For a while, in exasperation after my teenage opposition, my father would say, “Just do it because I said so!” As parents, we’ve likely had occasional recourse to that approach. The books of Exodus, Leviticus, and Numbers have that understanding of God in common. “Do it, because I am Adonai, your God!” But parents soon learn that, as our kids enter adulthood, they want and deserve a deeper explanation. “I’m asking you to do this (or more strategically: “suggesting that you do this”) because these will likely be the consequences of you not following this particular path.” That is the tone of Deuteronomy and many of the Prophets. Of course, just like parents, those who embraced this consequential view of God quickly discovered that even the promise of rewards or punishments brings unpredictable results! Like many of us, our ancestors longed for an ordered world where behaviors had reasonable and just consequences.

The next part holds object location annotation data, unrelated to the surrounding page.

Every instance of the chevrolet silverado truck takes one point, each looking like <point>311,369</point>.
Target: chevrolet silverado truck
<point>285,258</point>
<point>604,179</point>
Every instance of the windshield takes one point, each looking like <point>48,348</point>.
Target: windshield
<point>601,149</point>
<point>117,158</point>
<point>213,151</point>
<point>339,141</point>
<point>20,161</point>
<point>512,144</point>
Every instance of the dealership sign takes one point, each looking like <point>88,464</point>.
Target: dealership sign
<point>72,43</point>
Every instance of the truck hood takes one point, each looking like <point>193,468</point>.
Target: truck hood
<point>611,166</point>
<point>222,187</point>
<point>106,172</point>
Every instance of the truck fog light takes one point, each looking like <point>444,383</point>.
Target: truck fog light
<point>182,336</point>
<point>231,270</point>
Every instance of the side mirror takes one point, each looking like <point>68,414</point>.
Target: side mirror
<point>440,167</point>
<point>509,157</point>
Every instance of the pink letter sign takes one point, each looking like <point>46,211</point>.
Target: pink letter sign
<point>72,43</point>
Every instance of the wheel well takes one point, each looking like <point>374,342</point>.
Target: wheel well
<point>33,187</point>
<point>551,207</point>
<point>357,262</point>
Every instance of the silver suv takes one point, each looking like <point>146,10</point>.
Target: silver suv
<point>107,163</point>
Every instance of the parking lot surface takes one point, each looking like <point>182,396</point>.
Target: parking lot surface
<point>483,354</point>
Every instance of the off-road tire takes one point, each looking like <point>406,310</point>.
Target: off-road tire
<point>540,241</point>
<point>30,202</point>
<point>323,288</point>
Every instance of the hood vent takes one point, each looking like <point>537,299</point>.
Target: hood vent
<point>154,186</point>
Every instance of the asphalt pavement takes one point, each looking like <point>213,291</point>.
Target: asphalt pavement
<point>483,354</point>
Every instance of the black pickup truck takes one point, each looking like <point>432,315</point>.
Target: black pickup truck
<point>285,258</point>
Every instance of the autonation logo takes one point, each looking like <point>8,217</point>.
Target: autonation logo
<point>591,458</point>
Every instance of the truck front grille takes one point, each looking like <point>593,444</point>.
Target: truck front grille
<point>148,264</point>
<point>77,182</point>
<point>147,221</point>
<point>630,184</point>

Significantly, the Bible includes a book that challenges that aspirational idea of a world where consequences are appropriate and immediate: Enter the book of Job. Job is good, he’s righteous, and yet he suffers merely because God and Satan have a bet of sorts (in the Jewish Bible, “ha-Satan” is not the Devil, but rather God’s antagonist). “Will Job remain true to God even if things don’t go well?” Satan says no, yet God has faith in Job’s virtue. In this powerful parable, God speaks from a whirlwind and says: “Would you impugn My justice? Would you condemn Me that you may be right?” (Job 40:8) Part of a lengthy speech that ultimately says, Who are you to question me? My ways are beyond your comprehension.
Many of us either embrace or reject notions of God that imagine every action as having a consequence. We often look for divine order behind events in our lives. How well has that idea of God served you? Does Job’s position that God’s ways are beyond our understanding satisfy you? How might you modify your understanding of God as you recognize the Bible’s own variations?